Взгляд инженера снова на щите — тяжелый, прощальный взгляд.
Он медленно идет, останавливается у панели приборов, и рука его еще ожесточеннее поворачивает ключ.
Практикантка плачет, упав головой на стол, в отчаянии сжимая кулачки.
— Вы их сами… И Кривой Рог, и этих… Весь Правый берег отключили…
Он отвечает ей молча: «Да, отключаю. Отключаю заводы, которые питались нашей силой. Отключаю степи, которые мы освещали ночами. Отрезаю от себя всю ту жизнь с нервами, с кровью».
Однако это еще не конец. Остается еще Левый берег. Левому нужен ток — там на заводах работают краны, идет демонтаж. Ток туда должны подавать до последнего.
Из проходной звонит Поля-уборщица.
— Иван Артемович! Я тут одна! Пропуска на столе, вся документация лежит открытая. В коридоре уже размещают раненых… Что мне дальше делать, скажите?
— Оставайся там. Не пускай на территорию никого.
— А раненых?
— Раненых пропускай.
Монтеры и Лида уже у окна, выходящего на Левый.
— Иван Артемович, сюда! Посмотрите, что это они делают?
На той стороне видны грузовики, подъезжающие к самому выходу из потерны — километрового туннеля, проложенного глубоко под водой в бетонном теле плотины, и фигуры бойцов, которые, сгибаясь под тяжестью, торопливо носят туда какие-то ящики.
Лида в тревоге следит за ними.
— Что это они носят?
Иван Артемович знает что. Он знает об этом еще со вчерашнего дня. Взрывчатку носят в потерну! Главный инженер и военные подрывники сейчас уже все там готовят к взрыву. Но что скажешь ей, этой девчонке-практикантке, которая приехала сюда учиться мирному труду, приобретать мирную профессию, а теперь видит, как начиняют Днепрогэс взрывчаткой?
— Неужели это будет, Иван Артемович? Неужели всему конец?
Девушка смотри на него с мольбой, щеки ее мокры от слез, слезинки дрожат на ресницах, и он испытывает стыд перед ней за все происходящее вокруг, за то, что он не в силах спасти ее надежды, мечты, будущее.
— Тебе тут больше нечего делать, Лида. Иди. Отправляйся на Левый.
— А вы?
— Нам еще нужно задержаться.
— Почему — нужно? Почему?
— Почему да почему! — сердится один из монтеров. — Мы — коммунисты, вот почему. Мы уйдем отсюда последними.
— А меня первой? — всхлипнула девушка. — Не пойду, не могу. Я буду с вами.
Инженера злит ее упрямство.
— Тебе сказано: отправляйся!
— Не кричите! Я имею право… Я практикантка!

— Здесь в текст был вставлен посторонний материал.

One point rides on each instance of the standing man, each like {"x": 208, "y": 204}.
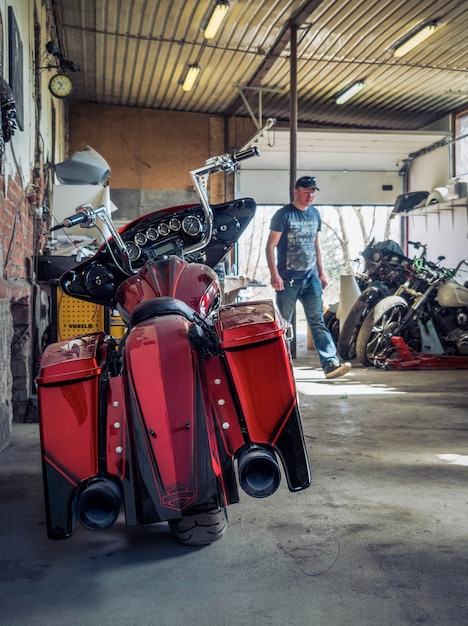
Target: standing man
{"x": 297, "y": 273}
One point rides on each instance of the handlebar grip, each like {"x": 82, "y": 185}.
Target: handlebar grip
{"x": 68, "y": 222}
{"x": 246, "y": 154}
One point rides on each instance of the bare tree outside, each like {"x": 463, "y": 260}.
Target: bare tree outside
{"x": 346, "y": 231}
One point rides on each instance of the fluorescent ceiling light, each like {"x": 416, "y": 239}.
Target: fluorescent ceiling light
{"x": 350, "y": 91}
{"x": 191, "y": 77}
{"x": 414, "y": 40}
{"x": 218, "y": 15}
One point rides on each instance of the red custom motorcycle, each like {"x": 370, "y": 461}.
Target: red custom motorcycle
{"x": 156, "y": 423}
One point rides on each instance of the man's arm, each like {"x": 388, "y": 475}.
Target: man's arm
{"x": 275, "y": 278}
{"x": 321, "y": 273}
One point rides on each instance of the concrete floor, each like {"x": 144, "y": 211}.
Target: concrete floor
{"x": 379, "y": 539}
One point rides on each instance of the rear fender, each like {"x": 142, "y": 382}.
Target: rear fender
{"x": 174, "y": 463}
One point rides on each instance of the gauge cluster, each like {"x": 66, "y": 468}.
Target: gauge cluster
{"x": 162, "y": 233}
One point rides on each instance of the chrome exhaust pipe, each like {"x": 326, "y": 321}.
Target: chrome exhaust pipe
{"x": 259, "y": 472}
{"x": 98, "y": 504}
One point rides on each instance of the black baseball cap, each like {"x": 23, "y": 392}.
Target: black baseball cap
{"x": 306, "y": 182}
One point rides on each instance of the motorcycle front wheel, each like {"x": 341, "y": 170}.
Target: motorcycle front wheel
{"x": 201, "y": 529}
{"x": 375, "y": 337}
{"x": 350, "y": 329}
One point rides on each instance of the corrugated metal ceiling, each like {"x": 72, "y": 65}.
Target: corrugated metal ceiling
{"x": 135, "y": 52}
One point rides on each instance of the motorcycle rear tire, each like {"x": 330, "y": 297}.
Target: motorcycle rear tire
{"x": 374, "y": 339}
{"x": 201, "y": 529}
{"x": 350, "y": 329}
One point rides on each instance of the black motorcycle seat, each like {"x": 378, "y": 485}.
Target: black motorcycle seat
{"x": 161, "y": 306}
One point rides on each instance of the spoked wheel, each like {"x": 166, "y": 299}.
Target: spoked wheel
{"x": 201, "y": 529}
{"x": 375, "y": 337}
{"x": 350, "y": 329}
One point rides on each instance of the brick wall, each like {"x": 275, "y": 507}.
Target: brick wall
{"x": 17, "y": 241}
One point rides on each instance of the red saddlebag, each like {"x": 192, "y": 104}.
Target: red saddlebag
{"x": 68, "y": 393}
{"x": 252, "y": 335}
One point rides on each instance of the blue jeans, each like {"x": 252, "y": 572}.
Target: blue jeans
{"x": 309, "y": 293}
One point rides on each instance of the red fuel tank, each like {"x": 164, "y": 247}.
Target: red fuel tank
{"x": 195, "y": 284}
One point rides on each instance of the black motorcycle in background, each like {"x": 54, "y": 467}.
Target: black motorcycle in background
{"x": 384, "y": 268}
{"x": 429, "y": 311}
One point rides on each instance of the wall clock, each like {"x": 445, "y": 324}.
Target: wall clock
{"x": 60, "y": 86}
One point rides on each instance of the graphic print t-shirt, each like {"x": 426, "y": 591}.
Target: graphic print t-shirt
{"x": 296, "y": 254}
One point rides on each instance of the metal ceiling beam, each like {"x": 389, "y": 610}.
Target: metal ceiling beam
{"x": 283, "y": 41}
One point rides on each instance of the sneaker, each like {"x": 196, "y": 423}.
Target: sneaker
{"x": 334, "y": 370}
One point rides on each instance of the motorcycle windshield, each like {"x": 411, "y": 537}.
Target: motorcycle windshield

— Кончилась твоя практика.
Крупные слезы побежали по щекам Лиды.
— Для чего ж я училась? Для чего старалась? Чтобы увидеть смерть Днепрогэса?
— Молчать! Не увидишь ты его смерти! — крикнул Иван Артемович, теряя самообладание. — Уходи!
Она пятится от него.
Через дверь из помещения пульта выйти уже нельзя. По двери бьют снайперы.

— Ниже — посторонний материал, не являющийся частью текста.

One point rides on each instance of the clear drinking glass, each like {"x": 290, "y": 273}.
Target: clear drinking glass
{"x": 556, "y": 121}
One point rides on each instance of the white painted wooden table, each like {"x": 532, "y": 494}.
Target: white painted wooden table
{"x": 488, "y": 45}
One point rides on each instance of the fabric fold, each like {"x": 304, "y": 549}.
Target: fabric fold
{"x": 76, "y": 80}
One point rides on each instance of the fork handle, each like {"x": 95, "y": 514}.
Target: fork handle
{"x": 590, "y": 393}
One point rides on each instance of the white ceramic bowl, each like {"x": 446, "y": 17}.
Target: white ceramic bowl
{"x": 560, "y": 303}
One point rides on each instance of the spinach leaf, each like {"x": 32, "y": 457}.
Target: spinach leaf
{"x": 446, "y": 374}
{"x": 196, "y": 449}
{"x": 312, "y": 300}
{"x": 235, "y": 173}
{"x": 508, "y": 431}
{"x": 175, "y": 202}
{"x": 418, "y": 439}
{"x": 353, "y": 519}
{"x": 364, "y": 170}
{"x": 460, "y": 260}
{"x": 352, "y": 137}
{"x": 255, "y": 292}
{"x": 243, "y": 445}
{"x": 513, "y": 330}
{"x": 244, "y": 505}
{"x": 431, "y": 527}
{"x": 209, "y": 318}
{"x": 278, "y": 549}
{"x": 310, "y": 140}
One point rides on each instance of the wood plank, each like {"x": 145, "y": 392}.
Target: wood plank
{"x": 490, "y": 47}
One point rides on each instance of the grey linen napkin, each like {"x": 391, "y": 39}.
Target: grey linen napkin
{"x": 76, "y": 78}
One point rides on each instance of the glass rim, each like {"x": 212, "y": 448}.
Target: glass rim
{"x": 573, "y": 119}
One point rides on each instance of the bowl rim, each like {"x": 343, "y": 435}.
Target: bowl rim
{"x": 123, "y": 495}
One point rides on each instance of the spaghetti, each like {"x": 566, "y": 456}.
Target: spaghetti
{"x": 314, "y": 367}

Схватив девушку за плечо, инженер потянул ее к лифту, сердито втолкнул в клеть, грохнул за нею железной дверью. Сквозь металлическую сетку он еще раз увидел заплаканное, искаженное болью ее лицо, видел до тех пор, пока оно не исчезло, не провалилось вниз в клети лифта.

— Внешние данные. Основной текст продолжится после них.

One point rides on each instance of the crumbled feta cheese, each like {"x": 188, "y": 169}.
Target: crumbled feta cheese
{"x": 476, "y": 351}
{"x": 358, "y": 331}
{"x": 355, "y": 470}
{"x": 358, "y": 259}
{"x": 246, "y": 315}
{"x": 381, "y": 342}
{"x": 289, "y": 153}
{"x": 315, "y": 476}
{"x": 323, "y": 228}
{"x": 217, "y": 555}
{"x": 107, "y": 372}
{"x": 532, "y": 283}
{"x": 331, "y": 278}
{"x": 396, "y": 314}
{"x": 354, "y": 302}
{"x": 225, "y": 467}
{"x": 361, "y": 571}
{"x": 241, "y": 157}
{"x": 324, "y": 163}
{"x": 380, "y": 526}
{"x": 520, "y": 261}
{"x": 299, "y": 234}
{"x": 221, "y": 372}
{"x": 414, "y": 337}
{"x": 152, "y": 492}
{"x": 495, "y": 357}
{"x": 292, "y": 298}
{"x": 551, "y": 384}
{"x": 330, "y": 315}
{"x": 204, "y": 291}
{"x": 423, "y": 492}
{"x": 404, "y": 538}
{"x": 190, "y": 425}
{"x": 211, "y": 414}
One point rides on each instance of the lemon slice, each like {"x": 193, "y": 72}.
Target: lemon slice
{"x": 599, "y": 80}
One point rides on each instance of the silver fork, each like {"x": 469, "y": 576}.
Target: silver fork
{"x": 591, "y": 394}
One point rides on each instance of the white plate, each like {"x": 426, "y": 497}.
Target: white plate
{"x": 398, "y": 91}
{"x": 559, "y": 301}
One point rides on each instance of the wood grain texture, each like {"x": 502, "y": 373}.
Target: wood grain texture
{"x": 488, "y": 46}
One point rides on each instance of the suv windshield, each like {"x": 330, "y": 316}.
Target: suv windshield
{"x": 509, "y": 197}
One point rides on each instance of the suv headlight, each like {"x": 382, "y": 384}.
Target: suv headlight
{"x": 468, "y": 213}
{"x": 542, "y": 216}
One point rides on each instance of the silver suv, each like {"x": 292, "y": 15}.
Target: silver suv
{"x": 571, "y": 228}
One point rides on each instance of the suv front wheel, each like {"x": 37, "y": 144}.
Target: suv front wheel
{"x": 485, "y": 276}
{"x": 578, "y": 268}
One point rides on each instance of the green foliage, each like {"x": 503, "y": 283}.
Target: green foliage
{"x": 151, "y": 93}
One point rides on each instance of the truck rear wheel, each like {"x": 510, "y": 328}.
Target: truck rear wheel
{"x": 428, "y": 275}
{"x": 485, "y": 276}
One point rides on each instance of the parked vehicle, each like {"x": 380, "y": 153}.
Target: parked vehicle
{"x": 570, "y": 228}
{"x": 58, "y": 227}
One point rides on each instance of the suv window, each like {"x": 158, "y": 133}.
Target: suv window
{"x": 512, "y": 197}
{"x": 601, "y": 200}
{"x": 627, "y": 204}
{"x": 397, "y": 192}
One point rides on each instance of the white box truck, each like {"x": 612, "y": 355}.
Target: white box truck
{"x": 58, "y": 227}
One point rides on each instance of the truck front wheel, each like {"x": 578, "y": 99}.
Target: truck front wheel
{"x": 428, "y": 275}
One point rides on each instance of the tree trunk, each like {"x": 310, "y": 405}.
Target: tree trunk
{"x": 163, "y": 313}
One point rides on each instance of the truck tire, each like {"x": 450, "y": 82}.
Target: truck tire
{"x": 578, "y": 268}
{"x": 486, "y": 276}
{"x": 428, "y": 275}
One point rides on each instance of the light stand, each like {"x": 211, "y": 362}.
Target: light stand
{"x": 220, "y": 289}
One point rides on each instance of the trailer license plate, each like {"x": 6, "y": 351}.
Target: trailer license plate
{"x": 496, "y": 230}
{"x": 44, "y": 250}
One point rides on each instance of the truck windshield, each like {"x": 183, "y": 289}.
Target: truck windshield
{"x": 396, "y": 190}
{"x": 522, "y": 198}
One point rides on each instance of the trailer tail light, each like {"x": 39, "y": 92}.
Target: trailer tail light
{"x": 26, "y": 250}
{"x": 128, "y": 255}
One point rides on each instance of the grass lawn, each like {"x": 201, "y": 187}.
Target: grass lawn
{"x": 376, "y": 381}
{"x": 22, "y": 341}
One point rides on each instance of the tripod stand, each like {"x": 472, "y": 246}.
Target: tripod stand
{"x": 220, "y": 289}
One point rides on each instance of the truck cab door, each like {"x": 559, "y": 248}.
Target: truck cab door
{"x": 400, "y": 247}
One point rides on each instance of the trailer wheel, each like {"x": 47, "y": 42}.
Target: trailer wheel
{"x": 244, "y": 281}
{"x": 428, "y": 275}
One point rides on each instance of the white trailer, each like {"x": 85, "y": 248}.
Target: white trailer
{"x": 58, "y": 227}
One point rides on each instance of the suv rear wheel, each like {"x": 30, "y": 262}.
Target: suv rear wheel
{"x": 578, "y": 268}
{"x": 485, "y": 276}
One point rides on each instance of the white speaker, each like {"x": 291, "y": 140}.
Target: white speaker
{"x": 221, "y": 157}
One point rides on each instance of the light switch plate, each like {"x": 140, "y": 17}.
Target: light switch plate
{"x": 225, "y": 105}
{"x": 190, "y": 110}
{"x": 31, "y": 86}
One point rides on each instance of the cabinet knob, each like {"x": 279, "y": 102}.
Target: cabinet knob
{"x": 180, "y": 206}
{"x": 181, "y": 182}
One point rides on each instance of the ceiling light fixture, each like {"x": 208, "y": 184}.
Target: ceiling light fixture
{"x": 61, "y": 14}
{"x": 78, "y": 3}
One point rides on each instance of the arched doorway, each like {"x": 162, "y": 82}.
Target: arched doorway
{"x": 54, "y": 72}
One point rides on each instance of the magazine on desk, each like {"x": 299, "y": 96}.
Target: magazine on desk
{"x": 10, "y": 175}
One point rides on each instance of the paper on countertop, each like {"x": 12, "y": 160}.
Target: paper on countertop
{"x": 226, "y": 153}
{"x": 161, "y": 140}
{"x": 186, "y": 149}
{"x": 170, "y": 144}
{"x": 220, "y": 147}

Когда он вернулся в зал, монтеры ошеломили его известием:
— На Хортице немцы!
Он бросился к южному окну. То, что он увидел, не было плодом больного воображения: вражеские солдаты были совсем рядом; рассыпавшись, будто для облавы, они медленно спускаются по склонам острова вниз, к Днепру, к разбросанным над рекой домикам. Оттуда им, как на ладони, виден весь Днепрогэс. Они уже оскверняют его завоевательским взглядом, уже считают Днепрогэс своим богатейшим трофеем. Живой, действующий, родной Днепрогэс и цепи наступающих фашистов перед ним — от этого можно было сойти с ума! Итак, все это не сон, а жуткая, раздирающая душу реальность: и прорыв вражеских бронетанковых авангардов, и внезапно захваченный Никополь, и десанты… Были ночи тревог, аэростаты в небе, бомба упала в воду аванкамеры, и жену отправлял, но до самого этого мгновения еще теплилась в сердце надежда: ничто не коснется Днепрогэса, дух разрушения не будет хозяйничать здесь. И вот теперь, глядя на врагов, топчущих сапогами священную землю Хортицы, собственными глазами увидев фашистов из окна Днепрогэса, инженер почувствовал, что в нем пробуждается разрушитель, растет жестокая готовность в один миг поднять на воздух все, что строил своими руками, все, что на протяжении многих лет было гордостью и славой народа. Пусть сгорят генераторы! Пусть развалится плотина! Пусть груда развалин останется тут от всего — только бы врагу не досталось!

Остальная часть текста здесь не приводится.